It is very likely Sinaloa cartel commander Joaquín "El Chapo" Guzman will be extradited to the United States. If and when that happens, Mexican and American authorities believe he will be put in a prison located in Brooklyn, New York.

July 23, 2016: Federal police in Acapulco (Guerrero state) arrested six members of the Beltran Leyva cartel. One of the men arrested allegedly coordinated drug trafficking throughout the city. Security forces have severely damaged the Beltran-Leyva cartel. The U.S. DEA now says that Beltran-Leyva operates as an ally of the Gulf cartel and Los Zetas.

Five people were murdered and 12 wounded during a protest in Tuxtla Gutierrez (Mexico state). The town’s mayor and two municipal officials were among the dead. Witnesses reported gunmen opened fire on a demonstration in the city.

July 19, 2016: A Canadian mining company reported that gunmen attacked its La India mine in Sonora state (200 kilometers east of the city of Hermosillo) and stole significant amounts of gold and silver. One guard was injured in the attack.

July 18, 2016: The government approved long anticipated corruption reform legislation.

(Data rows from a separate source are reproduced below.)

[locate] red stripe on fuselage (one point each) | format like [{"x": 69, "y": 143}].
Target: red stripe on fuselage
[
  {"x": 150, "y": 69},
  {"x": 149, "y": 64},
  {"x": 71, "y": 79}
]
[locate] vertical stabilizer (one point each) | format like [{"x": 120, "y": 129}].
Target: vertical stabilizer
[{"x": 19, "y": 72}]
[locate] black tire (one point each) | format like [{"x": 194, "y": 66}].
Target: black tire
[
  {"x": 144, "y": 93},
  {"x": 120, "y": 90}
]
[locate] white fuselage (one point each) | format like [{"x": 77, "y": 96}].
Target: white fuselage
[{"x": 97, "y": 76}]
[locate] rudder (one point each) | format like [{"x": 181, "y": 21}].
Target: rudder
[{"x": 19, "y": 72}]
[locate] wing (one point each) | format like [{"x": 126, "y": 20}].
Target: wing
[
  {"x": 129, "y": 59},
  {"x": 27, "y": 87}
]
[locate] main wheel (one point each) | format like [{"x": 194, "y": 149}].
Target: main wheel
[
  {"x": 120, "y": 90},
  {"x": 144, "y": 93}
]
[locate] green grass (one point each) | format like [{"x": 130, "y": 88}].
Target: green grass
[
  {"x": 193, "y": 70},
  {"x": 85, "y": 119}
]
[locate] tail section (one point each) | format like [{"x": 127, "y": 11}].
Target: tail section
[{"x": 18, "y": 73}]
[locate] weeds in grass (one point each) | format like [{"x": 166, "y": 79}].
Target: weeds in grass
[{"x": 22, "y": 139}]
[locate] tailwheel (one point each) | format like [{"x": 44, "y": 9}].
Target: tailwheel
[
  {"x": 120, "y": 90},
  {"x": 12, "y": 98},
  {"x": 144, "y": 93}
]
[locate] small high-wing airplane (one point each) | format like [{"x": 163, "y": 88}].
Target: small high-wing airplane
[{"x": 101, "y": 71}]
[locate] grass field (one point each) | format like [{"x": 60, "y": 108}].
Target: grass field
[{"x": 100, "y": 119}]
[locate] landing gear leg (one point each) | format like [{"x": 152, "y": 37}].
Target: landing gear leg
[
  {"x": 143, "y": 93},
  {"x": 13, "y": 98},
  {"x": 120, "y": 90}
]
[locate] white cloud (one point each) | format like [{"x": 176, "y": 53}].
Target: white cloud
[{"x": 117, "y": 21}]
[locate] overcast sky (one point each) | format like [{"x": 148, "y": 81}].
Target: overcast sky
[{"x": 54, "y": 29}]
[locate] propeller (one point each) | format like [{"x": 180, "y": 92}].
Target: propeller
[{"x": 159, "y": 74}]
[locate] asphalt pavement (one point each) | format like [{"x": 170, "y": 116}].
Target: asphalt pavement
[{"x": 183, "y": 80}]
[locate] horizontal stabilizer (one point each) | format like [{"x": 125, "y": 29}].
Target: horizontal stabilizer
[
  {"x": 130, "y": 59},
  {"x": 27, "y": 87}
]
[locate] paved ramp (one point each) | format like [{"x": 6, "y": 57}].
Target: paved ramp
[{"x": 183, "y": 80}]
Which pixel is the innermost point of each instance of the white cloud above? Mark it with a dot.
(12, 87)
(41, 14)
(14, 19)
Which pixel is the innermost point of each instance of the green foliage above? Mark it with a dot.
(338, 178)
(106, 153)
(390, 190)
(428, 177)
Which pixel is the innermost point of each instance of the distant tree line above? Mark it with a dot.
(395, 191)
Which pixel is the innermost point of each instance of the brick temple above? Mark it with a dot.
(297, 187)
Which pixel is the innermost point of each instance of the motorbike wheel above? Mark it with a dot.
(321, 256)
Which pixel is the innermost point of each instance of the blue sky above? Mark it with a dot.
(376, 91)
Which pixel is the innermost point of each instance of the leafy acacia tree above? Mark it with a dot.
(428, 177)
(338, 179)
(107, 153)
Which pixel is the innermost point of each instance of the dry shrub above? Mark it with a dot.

The law is actually a package of seven new laws and definitely an improvement. It was soon noted that none of these new laws required that government officials make public full details of their personal business dealings. Access to the few disclosure statements that are required is limited. In other words, the new anti-corruption laws were mainly for show, not effect.

July 14, 2016: Police in Guatemala arrested 106 men suspected of being narco-gang members. The operation consisted of 146 different raids conduct nation-wide but focused on two criminal organizations, the Mara Salvatrucha and Barrio 18 gangs. Authorities said many of the gangsters were allied with Mexican cartels.

Meanwhile, in Tamaulipas state, a Los Zetas faction is demanding the government protect them from their rival criminal gangs. In exchange the Zetas say they will stop murdering innocent civilians.

Navy personnel discovered 13 tons of cocaine hidden in drums of salsa sauce. The drums were shipped from Guayaquil, Ecuador and headed for the port of Mazatlan (Sinaloa state).

July 13, 2016: The navy recovered 900 kilograms of cocaine floating in barrels off the southern Pacific coast. Authorities believe traffickers left the drugs in the sea for retrieval by cartel operatives in Mexico.

July 10, 2016: The government announced Mexico had 1,746 homicides in the month of May. The previous high for the current government was December 2012 with 1,726 murders.

July 9, 2016: Gunmen have killed 11 people in Cuidad Victoria (Tamaulipas state). The victems belonged to two families and died because the Gulf cartel and Los Zetas are waging a turf war in the city. Though authorities would not identify the gangs, a spokesman said that the murders involved a dispute between two rival gangs in the city.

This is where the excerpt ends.